Cárcere a Cuba (immagine di riferimento)Foto © Wiki Commons

La organización indipendente per i diritti umani Cubalex ha documentato sette morti nelle prigioni cubane durante febbraio 2026, in quello che ha qualificato come un mese "particolarmente critico" a causa dell'aumento allarmante dei decessi sotto custodia statale.

Segundo il relazione mensile dell'organizzazione, le cause di morte hanno incluso malnutrizione, omicidi tra detenuti, casi segnalati come suicidi e scarsa assistenza sanitaria, in un modello che si ripete senza che lo Stato rendi conto.

Un caso significativo è stato quello del preso politico Luis Miguel Oña Jiménez, di 27 anni, partecipante alle proteste dell'11 luglio 2021 a La Güinera, L'Avana, condannato a 12 anni di prigione per sedizione.

Oña Jiménez stava scontando una condanna nel carcere Cuba-Panamá, a Güines, Mayabeque, destinato a pazienti con HIV-SIDA, dove la sua salute si è gravemente deteriorata a causa della mancanza di assistenza medica, della cattiva alimentazione e dei maltrattamenti, fino a subire un'ischemia cerebrale che le ha causato una paralisi.

Fu dimesso dall'Ospedale Julio Trigo ed è stato liberato con un permesso extrapenale quando la sua situazione era già irreversibile.

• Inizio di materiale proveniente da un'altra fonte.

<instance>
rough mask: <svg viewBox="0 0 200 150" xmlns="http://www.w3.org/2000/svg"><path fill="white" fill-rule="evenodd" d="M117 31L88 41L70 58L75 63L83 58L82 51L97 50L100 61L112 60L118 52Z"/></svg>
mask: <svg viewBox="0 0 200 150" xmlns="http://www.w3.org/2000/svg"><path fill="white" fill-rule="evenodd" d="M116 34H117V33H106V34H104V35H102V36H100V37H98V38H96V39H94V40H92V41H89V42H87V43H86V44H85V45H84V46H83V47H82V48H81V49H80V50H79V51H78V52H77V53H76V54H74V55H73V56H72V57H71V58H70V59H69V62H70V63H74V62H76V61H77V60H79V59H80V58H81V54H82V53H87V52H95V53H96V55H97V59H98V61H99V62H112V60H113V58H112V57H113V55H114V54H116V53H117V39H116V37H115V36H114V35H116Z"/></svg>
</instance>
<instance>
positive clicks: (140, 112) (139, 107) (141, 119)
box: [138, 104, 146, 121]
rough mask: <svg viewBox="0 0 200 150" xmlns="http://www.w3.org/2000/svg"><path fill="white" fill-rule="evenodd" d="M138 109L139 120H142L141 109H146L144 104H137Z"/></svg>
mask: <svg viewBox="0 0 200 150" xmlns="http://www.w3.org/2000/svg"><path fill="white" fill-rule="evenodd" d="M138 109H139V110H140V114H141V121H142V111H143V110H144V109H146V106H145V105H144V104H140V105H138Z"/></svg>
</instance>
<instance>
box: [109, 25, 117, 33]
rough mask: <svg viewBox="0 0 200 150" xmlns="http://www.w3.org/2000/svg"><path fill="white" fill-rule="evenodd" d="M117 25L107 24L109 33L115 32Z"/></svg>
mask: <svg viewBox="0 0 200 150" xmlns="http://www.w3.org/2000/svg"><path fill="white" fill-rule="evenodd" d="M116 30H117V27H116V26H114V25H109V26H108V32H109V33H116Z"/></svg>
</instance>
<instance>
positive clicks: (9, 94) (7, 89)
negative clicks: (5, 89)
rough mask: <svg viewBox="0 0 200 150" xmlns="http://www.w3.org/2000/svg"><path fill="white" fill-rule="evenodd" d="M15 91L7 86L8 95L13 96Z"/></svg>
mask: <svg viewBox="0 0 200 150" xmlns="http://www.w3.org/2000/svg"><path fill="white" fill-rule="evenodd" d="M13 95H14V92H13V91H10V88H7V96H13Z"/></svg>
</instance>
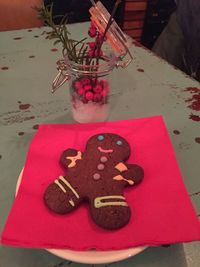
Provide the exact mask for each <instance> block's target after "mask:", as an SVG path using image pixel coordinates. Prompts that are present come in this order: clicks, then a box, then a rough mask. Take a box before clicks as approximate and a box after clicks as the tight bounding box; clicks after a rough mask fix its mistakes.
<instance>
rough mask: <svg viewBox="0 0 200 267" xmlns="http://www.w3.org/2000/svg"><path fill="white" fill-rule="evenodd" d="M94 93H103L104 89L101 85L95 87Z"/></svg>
mask: <svg viewBox="0 0 200 267" xmlns="http://www.w3.org/2000/svg"><path fill="white" fill-rule="evenodd" d="M93 90H94V92H95V93H101V91H102V90H103V88H102V86H101V85H98V84H97V85H96V86H95V87H94V89H93Z"/></svg>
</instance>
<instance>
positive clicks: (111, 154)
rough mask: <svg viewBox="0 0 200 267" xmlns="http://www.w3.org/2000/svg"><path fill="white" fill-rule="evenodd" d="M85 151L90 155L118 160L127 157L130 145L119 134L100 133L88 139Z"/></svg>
mask: <svg viewBox="0 0 200 267" xmlns="http://www.w3.org/2000/svg"><path fill="white" fill-rule="evenodd" d="M86 151H87V153H91V155H95V154H96V155H98V156H106V157H109V158H110V159H113V161H116V162H120V161H126V160H127V159H128V158H129V156H130V145H129V143H128V142H127V141H126V140H125V139H124V138H123V137H121V136H120V135H117V134H112V133H100V134H97V135H94V136H92V137H91V138H90V139H89V140H88V142H87V144H86ZM95 152H96V153H95Z"/></svg>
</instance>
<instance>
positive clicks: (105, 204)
mask: <svg viewBox="0 0 200 267" xmlns="http://www.w3.org/2000/svg"><path fill="white" fill-rule="evenodd" d="M121 197H122V196H121ZM122 198H123V197H122ZM99 199H100V200H99ZM123 199H124V198H123ZM123 199H122V200H121V199H119V198H117V199H115V198H113V199H111V198H109V199H103V198H96V199H95V200H94V202H93V203H91V215H92V218H93V220H94V222H95V223H96V224H97V225H99V226H100V227H103V228H105V229H108V230H114V229H118V228H121V227H123V226H125V225H126V224H127V223H128V222H129V220H130V215H131V212H130V208H129V207H128V204H127V203H126V202H125V200H123Z"/></svg>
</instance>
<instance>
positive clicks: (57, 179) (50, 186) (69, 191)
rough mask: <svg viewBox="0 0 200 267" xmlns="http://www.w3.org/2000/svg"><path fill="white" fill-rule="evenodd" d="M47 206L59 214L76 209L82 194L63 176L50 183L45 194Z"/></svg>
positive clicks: (66, 212) (60, 176)
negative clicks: (63, 176) (58, 178)
mask: <svg viewBox="0 0 200 267" xmlns="http://www.w3.org/2000/svg"><path fill="white" fill-rule="evenodd" d="M44 202H45V204H46V206H47V207H48V208H49V209H50V210H52V211H54V212H56V213H59V214H66V213H68V212H70V211H72V210H74V209H75V208H76V207H77V206H78V205H79V203H80V202H81V199H80V196H79V195H78V193H77V192H76V191H75V190H74V188H73V187H72V186H71V185H70V184H69V182H68V181H67V180H66V179H65V178H64V177H62V176H60V177H59V179H56V180H55V181H54V183H52V184H51V185H49V186H48V187H47V189H46V191H45V194H44Z"/></svg>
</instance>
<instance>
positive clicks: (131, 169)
mask: <svg viewBox="0 0 200 267" xmlns="http://www.w3.org/2000/svg"><path fill="white" fill-rule="evenodd" d="M115 168H116V169H117V170H119V171H120V174H119V175H117V176H115V177H113V179H114V180H117V181H126V182H127V183H128V184H130V185H133V184H138V183H140V182H141V181H142V179H143V177H144V171H143V169H142V168H141V167H140V166H138V165H136V164H125V163H122V162H120V163H119V164H117V165H116V166H115Z"/></svg>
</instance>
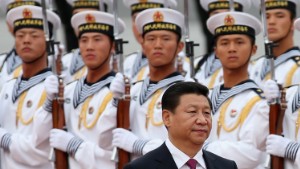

Morì il 15 febbraio a casa sua a San Miguel del Padrón.

Cubalex ha denunciato che la licenza extrapenale tardiva è "una pratica frequente" dello Stato cubano: "Le autorità ricorrono a concedere una licenza extrapenale tardiva, quando la situazione è già irreversibile, per evadere la responsabilità statale".

Il rapporto ha anche documentato la morte di Abraham Limonta Estrada, un giovane deceduto durante il servizio militare obbligatorio, il cui caso è stato collegato al bullismo subito in quel contesto.

Febbraio è stato segnato anche dal motin nella prigione provinciale di Canaleta, a Ciego de Ávila, avvenuto nella mattina del 19 febbraio, provocato da fame estrema, maltrattamenti, scarsità d'acqua e la presunta morte di un giovane detenuto dopo una violenza per aver chiesto del cibo.

Il Ministero dell'Interno ha riconosciuto l'"incidente che ha alterato l'ordine" il 21 febbraio senza menzionare vittime, mentre testimonianze di Prisoners Defenders e ex detenuti riportano almeno sette morti.

In totale, il rapporto di Cubalex ha registrato 242 eventi repressivi in tutto il paese durante febbraio, con una maggiore incidenza all'Avana (57), Ciego de Ávila (28) e Santiago di Cuba (22).

L'avvocato di Cubalex Raudiel Peña ha sottolineato che, secondo gli standard internazionali dei diritti umani, "lo Stato ha l'obbligo di proteggere la vita e l'integrità di tutte le persone sotto il suo controllo" e che "molte di queste morti sono evitabili e avvengono proprio a causa della mancanza di protezione e azione statale".

Nel frattempo, il giornalista e ricercatore José Raúl Gallego ha presentato un grafico che mostra una tendenza all'aumento progressivo delle morti potenzialmente illecite dal primo semestre del 2023 fino al primo semestre del 2025, confermando un deterioramento costante. "Quando lo Stato non protegge né indaga, l'impunità è la norma," ha riassunto la pubblicazione di Cubalex.